CONDITIONING OF FILTER BAGS WITH REACTIVE CaO AND Ca(OH)2 DUST IN FLUE GAS
M. Koch, M. Saleem, P. Pucher and G. Krammer (pages 219-223)
Gas cleaning from reactive dusts is an issue in reactive flue gas cleaning processes. Changes in the specific dust volume due to reactions are especially challenging for filter media, leading to possible pore clogging and filter media blinding. A conditioning period of 120 h for two types of textile filter bags in a reactive atmosphere of artificial flue gas is simulated in an experimental setup at elevated temperature. The evolution of the filter cloth permeability and specific cake resistance are presented. In addition a novel method to determine apparent inhomogeneities of the filter media is applied. For all test series it is found that filtration is also possible in the long term. The final cloth permeability after conditioning is lower for CaO dust than for Ca(OH)2, and is higher than zero, and semi-continuous filter operation is possible with every investigated cloth – dust combination. It is found that even an almost new filter cloth exhibits distinctive spatial differences in permeability. The decrease of the mean permeability value is mainly attributed to a shift of this permeability profile, rather than homogeneous filter blinding.
A SIMULATION-BASED OPTIMIZATION APPROACH TO POLYMER EXTRUSION FILTER DESIGN
K.R. Fowler, E.W. Jenkins, S.M. LaLonde and C.L. Cox (pages 224-230)
In this work, we propose methods for evaluating filter performance and use these methods in an optimization framework to find parameters that maximize the lifetime of the filter while minimizing the amount of debris that escapes. We couple a three-dimensional computational tool that models the deposition process within the filter with optimization algorithms that use the output from the simulator to search the design space.

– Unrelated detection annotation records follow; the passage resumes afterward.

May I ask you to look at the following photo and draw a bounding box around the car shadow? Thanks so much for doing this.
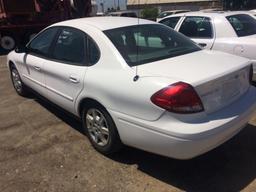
[35,96,256,192]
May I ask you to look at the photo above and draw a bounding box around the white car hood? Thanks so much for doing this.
[138,50,250,86]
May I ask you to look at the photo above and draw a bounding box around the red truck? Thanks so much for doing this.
[0,0,91,51]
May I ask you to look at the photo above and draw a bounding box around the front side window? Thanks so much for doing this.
[159,17,180,29]
[28,27,58,56]
[52,28,86,64]
[179,16,213,39]
[226,14,256,37]
[104,24,201,66]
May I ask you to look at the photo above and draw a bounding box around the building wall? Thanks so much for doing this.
[127,1,221,11]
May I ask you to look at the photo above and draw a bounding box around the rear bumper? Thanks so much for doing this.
[110,87,256,159]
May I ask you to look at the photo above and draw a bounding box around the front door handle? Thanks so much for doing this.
[33,65,41,71]
[198,43,207,47]
[69,75,79,83]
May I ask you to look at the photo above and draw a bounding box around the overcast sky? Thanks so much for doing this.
[96,0,127,12]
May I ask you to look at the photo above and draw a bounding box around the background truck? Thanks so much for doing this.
[0,0,92,51]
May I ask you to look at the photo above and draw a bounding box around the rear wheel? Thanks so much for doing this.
[82,104,122,155]
[11,66,29,96]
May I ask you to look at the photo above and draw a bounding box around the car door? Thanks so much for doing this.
[178,16,215,49]
[44,27,87,113]
[22,27,58,96]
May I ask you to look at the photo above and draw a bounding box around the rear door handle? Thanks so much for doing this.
[198,43,207,47]
[33,65,41,71]
[69,75,79,83]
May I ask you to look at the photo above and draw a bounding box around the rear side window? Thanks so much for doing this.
[28,27,58,56]
[87,38,100,65]
[159,17,180,29]
[179,16,213,39]
[52,28,86,64]
[226,14,256,37]
[158,12,173,18]
[104,24,201,66]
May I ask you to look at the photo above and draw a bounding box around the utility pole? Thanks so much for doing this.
[117,0,120,10]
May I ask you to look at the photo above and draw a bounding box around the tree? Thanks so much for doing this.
[222,0,256,10]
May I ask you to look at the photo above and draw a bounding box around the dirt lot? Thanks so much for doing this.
[0,56,256,192]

This is a difficult problem that is not described by a differentiable function, since function evaluations are given by a ‘black-box’ simulator. We apply derivative-free techniques to analyze the behaviour of the filter and to gain insight into effective filter design. We discuss these techniques, along with our approaches to the mathematical formulation, and present numerical results and discuss future directions for this work.
MECHANICAL SENSORS FOR IDENTIFYING NANO/MICRO PARTICLES
D.W. Dareing and T. Thundat (pages 231-240)
Nanomechanics offer exciting opportunities for the development of novel sensors and imaging tools for nanotechnology. Many chemical and biological processes result in nanomechanical responses that can be measured with unprecedented sensitivity using microfabricated cantilever beams. Here, we describe nanomechanical tools for visualizing nanometre-sized materials and measuring and detecting nanomechanical forces. Static mode of operation of a microcantilever sensor to sense the presence of biological and chemical agents using forces involved in adsorption process, and a dynamic mode of detection of mass adsorption are addressed. The paper also explains how microcantilevers are used to measure gas and liquid viscosity, which may be used as a marker for the presence of biological and chemical agents. Condensation of vapours in porous structures such as charcoal results in capillary pressure-induced expansion that could be measured with a cantilever. This phenomenon can be used as a basis for developing simple sensors for chemicals.